“Baxter 2015: Exactly Solved Models & Beyond” is a meeting organised in honour of Rodney Baxter’s 75th birthday. The conference will highlight Professor Baxter’s pioneering contributions to exactly solved models in statistical mechanics which have inspired crucial developments in key areas of theoretical physics and mathematics.

Invited Speakers

Professor George Andrews is a number theorist who contributed significantly to our understanding of the role played by q-series, such as the Rogers-Ramanujan identities, in exactly solvable lattice models. He also is one of the co-discoverers of the famous Andrews-Baxter-Forrester models.  Andrews is a past President of the American Mathematical Society (2007-2009) and member of the National Academy of Sciences and the American Academy of Arts and Sciences. 

Professor Ludwig Faddeev pioneered the quantum inverse scattering method in integrable systems, which played an important part in the development of quantum groups by Drinfeld and Jimbo. He is famous for many other contributions to mathematics and physics and as leader of the “Leningrad School”. Faddeev is a past president of the International Mathematics Union (1986-1990), member of the Russian Academy of Sciences, National Academy of Sciences (USA), French Academy of Sciences and Royal Society and recipient of the Dannie Heineman Prize, Dirac Prize, Max Planck Medal, Poincaré Prize, Shaw Prize and numerous other awards. 

Professor Michio Jimbo discovered what are now known as quantum groups through his study of the Yang-Baxter equations. For this work he was awarded the Japan Academy Prize, the Wigner medal and the Dannie Heineman Prize. 

Professor Barry McCoy is one of the pioneers in the field of exactly solvable lattice models, well-known for his work on the celebrated Ising model, and has written one of the key monographs in the field: “The two dimensional Ising model”. McCoy was awarded the Dannie Heineman Prize for his many contributions to mathematical physics. 

Professor Alexander Polyakov, together with Belavin and Zamolodchikov, is the discoverer of two-dimensional conformal field theory (CFT) in the 1980s and the realisation that two-dimensional critical systems can be described by CFTs. Polyakov is a member of the Russian Academy of Sciences and National Academy of Science (USA) and has been awarded the Onsager Prize, Klein Medal, Lorentz Medal, Dannie Heineman Prize and Dirac Medal. 

Professor Stanislav Smirnov received the 2010 Fields Medal for proving that critical percolation in conformally invariant. He recently solved the longstanding open problem in integrable systems concerning the connective constant of self-avoiding walks.

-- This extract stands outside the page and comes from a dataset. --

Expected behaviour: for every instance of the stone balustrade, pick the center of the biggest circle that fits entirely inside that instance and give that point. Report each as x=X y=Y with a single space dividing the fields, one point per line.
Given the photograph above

Apart from the Fields medal, Smirnov is the recipient of the Salem Prize and Prize of the European Mathematical Society. 

Professor Alexander Zamolodchikov is one of the co-discoverers of two-dimensional conformal field theory. He is also famous for the Knizhnik-Zamolodchikov equations describing correlation functions in CFT. For his work Zamolodchikov received the Dannie Heineman Prize and Onsager Prize.